Yazmak, açıkça söylemek gerekirse bir rahatlamadır. Haftalarca ya da aylarca yazmadan durabilirim, ama hayatımın birçok döneminde sanki hayatım buna bağlıymış gibi yazdım. Sadece arşivim için notlar yazdığım aylar, belki de yıllar oldu, zaman zaman ihtiyaç geri geldi – bazı karmaşık duygu ve imge örüntülerini kelimelere dökme ihtiyacı. Bunlar benim Kutsal Üçlü’mü oluşturuyor: imgeler, duygular, kelimeler. Bu üçü benim evrenimin temel bileşenleri, önemli olan her şeyin atom altı parçacıkları – imgeler, duygular, kelimeler. Yazmanın kendisi acı verici, çünkü imgeler ve duygular görünmez dünyaya ait ve görünür dünyanın bir parçası olan kelimelere çevrilmeleri gerekir. Yazmanın kendisi acı vericidir, ama daha büyük acı yazmamaktan gelir. Bir kurgu eserini ilk tasarladığımda, içerdiği acı nedeniyle onu yazmayı ertelemeye çalışıyorum. Ama sonra duyguların ve imgelerin asla kelimelerle ifade edilemeyeceğini bilmenin acısı – o zaman bu acı dayanılmaz hale geliyor. Ve sonra yazarak acımı dindiriyorum.
Bu bir gizem. Kelimelere dökmeye başladığınızda kendi kişiliğiniz parçalanıyor. Kelimelerin hangi parçanızdan geldiğinden asla emin olamazsınız. Oldukça klişe bir ifade ama hafızanın güvenilirliğini ve hatta deneyimin kendisini sorgulamaya başlıyorsunuz.
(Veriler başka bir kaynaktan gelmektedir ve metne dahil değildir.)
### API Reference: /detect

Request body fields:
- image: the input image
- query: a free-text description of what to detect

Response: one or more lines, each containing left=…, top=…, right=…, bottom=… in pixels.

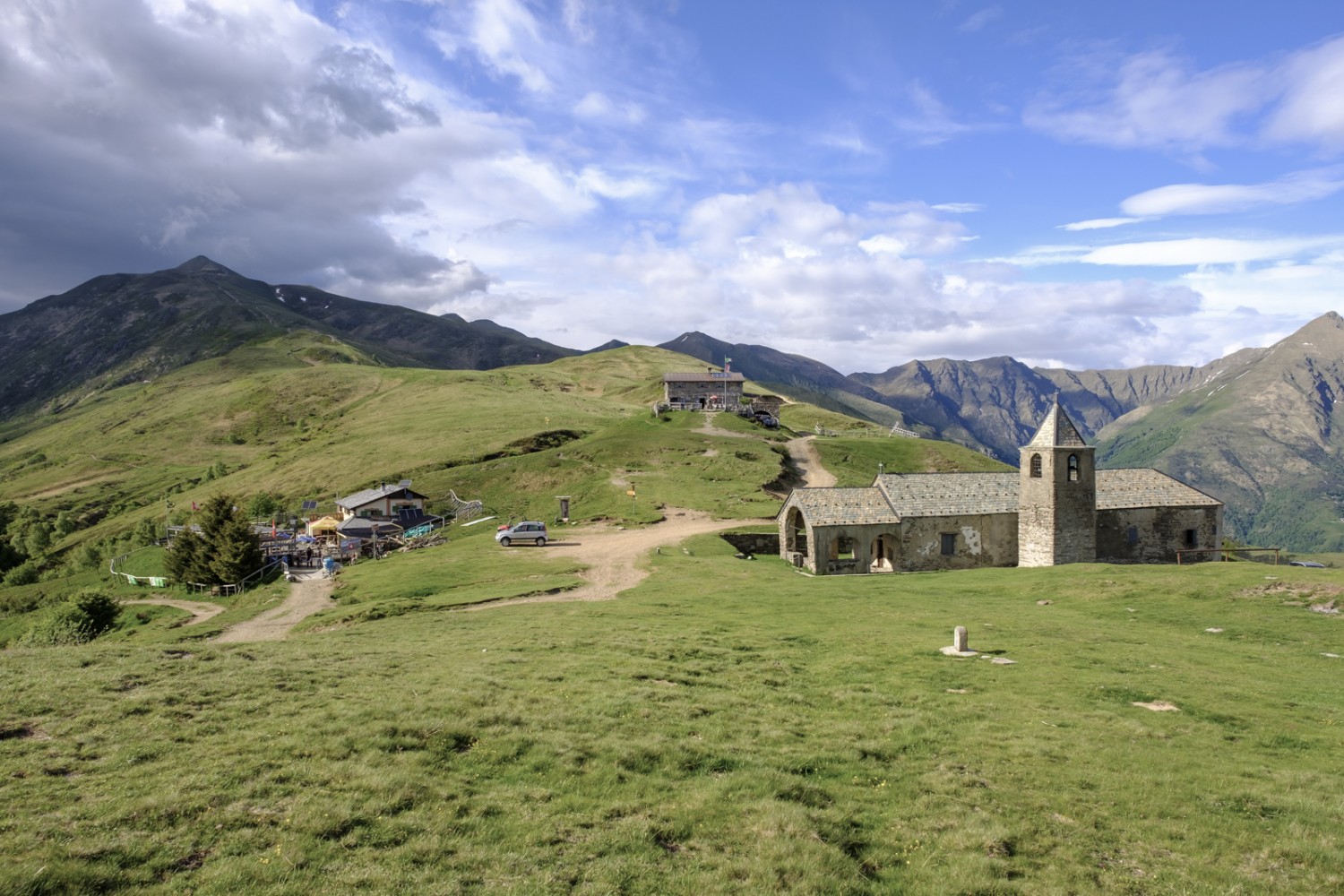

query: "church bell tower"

left=1018, top=398, right=1097, bottom=567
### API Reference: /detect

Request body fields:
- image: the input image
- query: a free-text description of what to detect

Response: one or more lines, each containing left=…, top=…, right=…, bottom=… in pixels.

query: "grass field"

left=0, top=536, right=1344, bottom=893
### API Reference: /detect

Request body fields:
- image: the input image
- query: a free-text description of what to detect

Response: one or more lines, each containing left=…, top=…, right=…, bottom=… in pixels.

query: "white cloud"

left=1265, top=38, right=1344, bottom=149
left=1078, top=235, right=1344, bottom=267
left=1059, top=218, right=1147, bottom=229
left=1120, top=168, right=1344, bottom=218
left=1024, top=49, right=1273, bottom=151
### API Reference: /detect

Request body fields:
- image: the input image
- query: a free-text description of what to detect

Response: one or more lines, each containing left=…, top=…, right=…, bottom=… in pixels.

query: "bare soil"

left=784, top=435, right=836, bottom=489
left=123, top=598, right=225, bottom=626
left=215, top=570, right=336, bottom=643
left=465, top=508, right=761, bottom=610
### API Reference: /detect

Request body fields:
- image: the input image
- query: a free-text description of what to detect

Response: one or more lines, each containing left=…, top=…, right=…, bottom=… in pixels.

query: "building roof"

left=781, top=487, right=900, bottom=525
left=336, top=485, right=425, bottom=509
left=1027, top=398, right=1088, bottom=447
left=663, top=372, right=747, bottom=383
left=874, top=470, right=1019, bottom=517
left=781, top=469, right=1220, bottom=525
left=1097, top=469, right=1222, bottom=511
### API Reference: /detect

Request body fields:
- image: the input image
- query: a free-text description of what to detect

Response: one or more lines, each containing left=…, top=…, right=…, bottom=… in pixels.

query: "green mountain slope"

left=1098, top=313, right=1344, bottom=551
left=0, top=256, right=575, bottom=419
left=0, top=340, right=1000, bottom=577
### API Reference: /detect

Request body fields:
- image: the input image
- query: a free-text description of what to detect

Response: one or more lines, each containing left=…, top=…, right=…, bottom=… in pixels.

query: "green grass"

left=0, top=538, right=1344, bottom=893
left=816, top=435, right=1013, bottom=487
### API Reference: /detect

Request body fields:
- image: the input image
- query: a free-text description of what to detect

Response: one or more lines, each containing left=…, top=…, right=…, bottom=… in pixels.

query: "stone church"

left=777, top=401, right=1223, bottom=575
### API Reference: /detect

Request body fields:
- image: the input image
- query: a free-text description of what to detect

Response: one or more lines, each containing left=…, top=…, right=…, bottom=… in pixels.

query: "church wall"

left=808, top=522, right=900, bottom=575
left=898, top=513, right=1018, bottom=573
left=1097, top=506, right=1223, bottom=563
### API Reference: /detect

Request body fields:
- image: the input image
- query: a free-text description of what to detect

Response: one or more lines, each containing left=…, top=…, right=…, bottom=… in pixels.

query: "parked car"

left=495, top=520, right=547, bottom=548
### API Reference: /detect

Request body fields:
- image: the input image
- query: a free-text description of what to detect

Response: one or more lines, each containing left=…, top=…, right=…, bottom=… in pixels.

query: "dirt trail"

left=784, top=435, right=836, bottom=489
left=215, top=570, right=336, bottom=643
left=465, top=508, right=761, bottom=610
left=123, top=598, right=225, bottom=626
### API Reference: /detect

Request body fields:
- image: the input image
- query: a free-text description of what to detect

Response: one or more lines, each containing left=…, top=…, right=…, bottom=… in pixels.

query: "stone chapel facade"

left=777, top=401, right=1223, bottom=575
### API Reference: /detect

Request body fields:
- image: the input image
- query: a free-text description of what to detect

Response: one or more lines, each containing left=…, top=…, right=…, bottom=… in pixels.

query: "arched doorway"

left=868, top=535, right=897, bottom=573
left=784, top=508, right=808, bottom=555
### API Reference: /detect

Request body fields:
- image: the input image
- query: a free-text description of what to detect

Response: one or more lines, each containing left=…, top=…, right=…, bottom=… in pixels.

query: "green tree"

left=167, top=495, right=265, bottom=584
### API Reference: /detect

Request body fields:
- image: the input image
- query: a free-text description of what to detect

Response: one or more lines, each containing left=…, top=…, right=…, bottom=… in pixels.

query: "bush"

left=19, top=590, right=121, bottom=648
left=4, top=560, right=42, bottom=584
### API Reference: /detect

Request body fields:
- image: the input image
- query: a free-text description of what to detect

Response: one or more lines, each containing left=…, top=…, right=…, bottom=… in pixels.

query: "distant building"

left=663, top=358, right=746, bottom=411
left=336, top=485, right=426, bottom=520
left=777, top=403, right=1223, bottom=575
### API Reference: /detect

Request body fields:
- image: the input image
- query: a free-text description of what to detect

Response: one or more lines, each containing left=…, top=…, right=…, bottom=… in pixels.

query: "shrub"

left=19, top=590, right=121, bottom=648
left=4, top=560, right=42, bottom=584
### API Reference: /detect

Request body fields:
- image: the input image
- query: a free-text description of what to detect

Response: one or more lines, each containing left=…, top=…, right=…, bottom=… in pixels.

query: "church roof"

left=1097, top=469, right=1220, bottom=511
left=781, top=487, right=900, bottom=525
left=1027, top=399, right=1088, bottom=447
left=874, top=470, right=1018, bottom=517
left=785, top=469, right=1219, bottom=525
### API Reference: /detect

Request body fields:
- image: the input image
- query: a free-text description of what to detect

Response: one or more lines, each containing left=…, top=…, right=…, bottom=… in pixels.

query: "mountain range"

left=0, top=256, right=1344, bottom=551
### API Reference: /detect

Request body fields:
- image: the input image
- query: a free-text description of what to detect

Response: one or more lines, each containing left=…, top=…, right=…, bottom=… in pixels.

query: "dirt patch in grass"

left=1134, top=700, right=1180, bottom=712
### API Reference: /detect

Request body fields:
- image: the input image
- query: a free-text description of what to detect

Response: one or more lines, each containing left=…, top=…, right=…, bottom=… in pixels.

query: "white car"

left=495, top=520, right=547, bottom=548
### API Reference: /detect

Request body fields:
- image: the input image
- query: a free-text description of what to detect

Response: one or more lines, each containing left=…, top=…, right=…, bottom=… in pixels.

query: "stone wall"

left=898, top=513, right=1018, bottom=573
left=1097, top=506, right=1223, bottom=563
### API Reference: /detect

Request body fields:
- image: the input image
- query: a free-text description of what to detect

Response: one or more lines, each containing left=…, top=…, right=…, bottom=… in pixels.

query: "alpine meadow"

left=0, top=263, right=1344, bottom=895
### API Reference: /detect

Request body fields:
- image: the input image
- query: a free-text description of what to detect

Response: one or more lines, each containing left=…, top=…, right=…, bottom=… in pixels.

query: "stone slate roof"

left=781, top=469, right=1219, bottom=525
left=1027, top=399, right=1088, bottom=447
left=874, top=470, right=1018, bottom=517
left=780, top=487, right=900, bottom=525
left=336, top=485, right=425, bottom=509
left=663, top=372, right=747, bottom=383
left=1097, top=469, right=1220, bottom=511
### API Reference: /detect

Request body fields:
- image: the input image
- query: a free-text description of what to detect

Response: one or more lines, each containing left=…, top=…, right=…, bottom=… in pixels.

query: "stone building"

left=777, top=403, right=1223, bottom=575
left=663, top=361, right=746, bottom=411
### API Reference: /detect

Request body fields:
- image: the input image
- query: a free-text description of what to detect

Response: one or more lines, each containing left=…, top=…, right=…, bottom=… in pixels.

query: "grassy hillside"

left=0, top=333, right=1011, bottom=566
left=0, top=538, right=1344, bottom=895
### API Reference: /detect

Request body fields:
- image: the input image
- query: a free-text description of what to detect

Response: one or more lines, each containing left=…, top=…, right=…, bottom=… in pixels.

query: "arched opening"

left=784, top=508, right=808, bottom=554
left=868, top=535, right=897, bottom=573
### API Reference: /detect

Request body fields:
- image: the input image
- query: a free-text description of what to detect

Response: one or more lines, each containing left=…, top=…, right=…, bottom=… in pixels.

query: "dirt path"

left=691, top=411, right=758, bottom=439
left=784, top=435, right=836, bottom=489
left=464, top=508, right=761, bottom=610
left=123, top=598, right=225, bottom=626
left=215, top=571, right=336, bottom=643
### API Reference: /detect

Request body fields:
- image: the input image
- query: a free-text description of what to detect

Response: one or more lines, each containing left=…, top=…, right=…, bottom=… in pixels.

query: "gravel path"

left=123, top=598, right=225, bottom=626
left=465, top=508, right=762, bottom=610
left=784, top=435, right=836, bottom=489
left=215, top=570, right=336, bottom=643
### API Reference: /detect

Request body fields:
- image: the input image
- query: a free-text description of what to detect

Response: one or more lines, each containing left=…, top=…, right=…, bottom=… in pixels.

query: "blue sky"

left=0, top=0, right=1344, bottom=372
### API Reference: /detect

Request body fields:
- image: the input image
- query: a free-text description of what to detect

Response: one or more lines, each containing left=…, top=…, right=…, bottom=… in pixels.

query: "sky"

left=0, top=0, right=1344, bottom=374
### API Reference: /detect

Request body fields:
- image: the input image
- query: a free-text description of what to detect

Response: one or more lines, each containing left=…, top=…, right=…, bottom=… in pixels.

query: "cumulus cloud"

left=1118, top=168, right=1344, bottom=217
left=1024, top=49, right=1271, bottom=151
left=1078, top=235, right=1344, bottom=267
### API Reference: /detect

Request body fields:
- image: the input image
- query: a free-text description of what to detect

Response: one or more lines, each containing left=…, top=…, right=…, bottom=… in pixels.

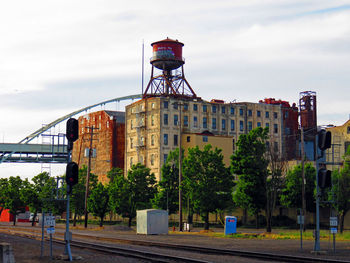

Yazıdan ortaya çıkan şey, asla tahmin edilemeyecek bir şeydir. İşte sihir budur, yazının öngörülemez olması. Keşfe yol açar ve bu çok fazla kullanılan ve kulağa biraz cıvık gelen bir kelime ve kendimi rahat hissettiğim bir kelime değil. Ama yazarak başka hiçbir yolla öğrenemeyeceğiniz şeyler öğrenirsiniz.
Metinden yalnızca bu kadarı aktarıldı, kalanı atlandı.